Does Pre-Submission Media Coverage Increase the Odds of a Good Article Placement?

by Jeff Sovern

As law students, law professors, and lawyers know, most law reviews are edited by law students, which means that law students select the articles that appear in their journals.  The prime submission season is just underway, and so newly-minted law review editors—most in their second year of law school—are choosing among the flood of articles submitted by lawyers and law professors.

Most second year students have been exposed to only a limited range of legal doctrines and a limited number of articles.  That surely must make it harder to assess the quality of an article.  Consequently, it is only natural that some rely upon signals of quality.  For example, some observers claim that law review editors are subject to letterhead bias; that is, the tendency to give excessive weight to the affiliation of the author, with the result that prestigious journals publish weaker articles by professors at top law schools over better articles by scholars at schools that are ranked lower. 

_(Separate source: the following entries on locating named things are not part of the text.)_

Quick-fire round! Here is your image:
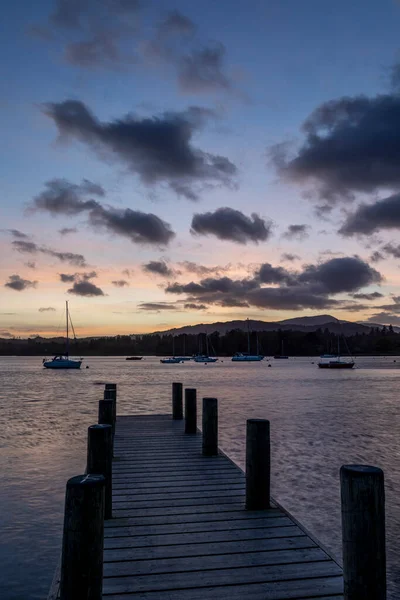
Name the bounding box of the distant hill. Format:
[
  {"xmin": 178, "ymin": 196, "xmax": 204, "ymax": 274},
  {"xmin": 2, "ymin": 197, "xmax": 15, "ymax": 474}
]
[{"xmin": 156, "ymin": 315, "xmax": 371, "ymax": 335}]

I am wondering about the effectiveness of a different signal to suggest that an article is significant: media attention for the research reported in the article (Warning: self-serving statements ahead). My co-authors and I are in the process of submitting to law reviews an article (which will be familiar to regular readers of this blog), “Whimsy Little Contracts” with Unexpected Consequences: An Empirical Analysis of Consumer Understanding of Arbitration Agreements.  It’s been the subject of coverage in The New York Times DealBook, the Cleveland Plain Dealer, American Banker (here, here, and here),  and a couple more places have stated their intention to run things on it.  While I wrote most of those pieces (but not all), the various outlets undoubtedly would not have used my pieces if they did not deem them newsworthy. So will all that signal to law review editors that the article is significant?  Of course, one article is a miniscule sample, but if the article gets a good placement, law review article writers might be well advised in the future to seek more media attention for their writings (I should note that media attention is valuable for reasons other than obtaining good placements, including that it can lead to useful comments on the underlying article and also help promote the ideas expressed in the article).